Bookmakers were nursing hefty losses after a cross-party group of MPs called for a clampdown on betting machines that allow punters to lose £300 a minute.
The parliamentary group said the Government should cut maximum stakes on fixed-odd betting terminals from £100 a spin to £2 and slow down the speed at which they operate.
The intervention caused William Hill to sink more than six per cent, or 18.8p to 292.7p, while Ladbrokes Coral dropped two per cent, or 3.5p to 123.6p.
The FTSE 100 Index paused for breath following a heady rise in the previous session, climbing 29.32 points to 6,931.55.
London's top-flight reached its highest level on Wednesday since Donald Trump's shock US presidential victory, adding more than £30 billion to the value of the UK's blue-chip giants.
It came after the market enjoyed a triple tonic of rallying mining stocks, the plunging pound and hopes that Italy may take a controlling stake in troubled banking giant Monte dei Paschi di Siena.
Across Europe, Germany's Dax was 1.8 per cent higher and the Cac 40 in France rose 0.9 per cent.
On the currency markets, the pound was down 0.4 per cent against the US dollar at 1.257, with the greenback strengthening on news that fewer Americans signed up for unemployment benefits last week.

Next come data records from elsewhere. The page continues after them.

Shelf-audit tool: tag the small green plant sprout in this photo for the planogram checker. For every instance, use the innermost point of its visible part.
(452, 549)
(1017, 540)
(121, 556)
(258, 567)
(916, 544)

However, sterling was 0.8 per cent ahead versus the euro at 1.183 after the European Central Bank (ECB) poured another half-trillion euro in newly printed money into the eurozone economy to support its recovery.
The price of oil rose 0.7 per cent to $53.35 (£42.42) a barrel despite concerns that Opec's landmark deal to support prices might turn out to be a damp squib.
In UK stocks, shares in Capita plunged to a 10-year low after the outsourcing firm warned over profits and moved to shore up its balance sheet by selling assets.
The FTSE 100 firm said "near-term headwinds", which had pegged back its performance this year, would now persist into the first half of 2017.
It said underlying pre-tax profits, excluding restructuring costs, would reach around £515 million for the full-year, compared to previous forecasts of between £535m and £555m.
Shares were down more than 13 per cent, or 78.7p to 485.3p,
Sports Direct was the biggest faller on the FTSE 250 after profits took a hammering following the collapse in sterling.
Shares dropped more than eight per cent, or 26.10p, to 288.8p after the scandal-hit retailer said underlying earnings plunged 33.5 per cent to £145.3m in the first half of the year.
Nevertheless, the firm said it will still take delivery of a corporate plane in the coming weeks at a cost of £40m.
The biggest risers on the FTSE 100 Index were WPP up 76p to 1,723p, TUI up 35p to 1,099p, International Consolidated Airlines Group up 13.8p to 448.5p, and Polymetal International up 23p to 777p.
The biggest fallers were Capita down 78.7p to 485.3p, Standard Chartered down 18.3p to 666.4p, Royal Mail down 10.9p to 462.1p, and Babcock International down 20p to 938p.